The 'match' is considered halved and the point is shared, irrespective of which team has the injured party.
A 'gimme' - short for "give it to me" - is a putt conceded by an opponent at his discretion when he does not think there is any chance you will miss.
The putt would be too close and too simple to make you go through the motions of finishing the hole.
Only in matchplay golf is this possible, because in strokeplay all shots must be played and a hole has not been completed until the ball is safely in the cup.
Jack Nicklaus famously conceded a tricky putt of Tony Jacklin's on the 18th green at the 1969 Ryder Cup, forcing a tie in the overall contest.

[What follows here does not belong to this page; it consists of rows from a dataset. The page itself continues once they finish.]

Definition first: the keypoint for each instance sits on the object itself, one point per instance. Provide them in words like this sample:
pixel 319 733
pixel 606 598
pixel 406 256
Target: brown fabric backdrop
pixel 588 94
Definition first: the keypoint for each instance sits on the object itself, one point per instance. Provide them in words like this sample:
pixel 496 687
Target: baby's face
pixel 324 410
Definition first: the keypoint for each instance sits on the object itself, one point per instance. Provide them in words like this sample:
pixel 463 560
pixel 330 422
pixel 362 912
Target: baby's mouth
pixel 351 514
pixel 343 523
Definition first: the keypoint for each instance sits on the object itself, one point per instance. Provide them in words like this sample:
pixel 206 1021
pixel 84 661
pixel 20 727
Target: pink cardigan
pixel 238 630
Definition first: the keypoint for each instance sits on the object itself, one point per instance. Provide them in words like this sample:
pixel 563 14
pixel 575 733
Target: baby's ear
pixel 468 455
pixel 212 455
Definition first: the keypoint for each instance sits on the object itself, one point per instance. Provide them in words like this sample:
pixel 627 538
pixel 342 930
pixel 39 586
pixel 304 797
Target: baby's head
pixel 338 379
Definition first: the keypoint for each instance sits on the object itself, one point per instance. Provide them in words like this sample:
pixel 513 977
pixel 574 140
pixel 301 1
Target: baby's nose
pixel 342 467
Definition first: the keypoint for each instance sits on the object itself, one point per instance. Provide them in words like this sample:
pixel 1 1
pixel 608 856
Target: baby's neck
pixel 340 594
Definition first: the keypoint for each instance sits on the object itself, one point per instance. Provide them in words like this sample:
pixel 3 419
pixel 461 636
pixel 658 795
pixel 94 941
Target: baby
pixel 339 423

His gesture was seen as generous in the extreme because Jacklin was by no means certain to make the putt, especially at such an important stage of the match and some of Nicklaus' American team-mates were less than pleased with his decision.
TWO UP/TWO DOWN
The phrase 'two up' or 'three up' etc indicates the number of holes a player is leading his opponent by.
Conversely, 'two down' would be the number of holes a player is trailing by.
In Ryder Cup - and all other matchplay golf - the game is over when a player is more holes ahead than there are left to complete e.g. Three up with two to play, which would be denoted as a 3&2 win.
Results that are decided on the 18th are not shown 1&0 - as in none to play. Where a player is one hole ahead by the time they have left the 18th green, he is said to have won one up.
Similarly, if he is one up before also going on to win the 18th hole, he is said to have won the match two up.
When players are level during the match, it is said to be 'all-square'. If they are level at the end of 18 holes, the match is 'halved'.
From the French verb dormir (to sleep), this word indicates when a match has effectively been settled to the extent that one player cannot win, but can only possibly force a draw e.g. three down with three to play.
A half-point in the Ryder Cup is still a cherished acquisition, so players will keep battling until the match has been completely lost.
Finding yourself trailing in a dormie situation may be a crucial psychological blow, but salvaging a half in those circumstances can often seem more like a victory.
Just ask Colin Montgomerie, who was dormie four down with four to play against Mark Calcavecchia in the 1991 Ryder Cup at Kiawah Island.
Monty won all of the closing holes following a dramatic collapse by Calcavecchia and a half was secured.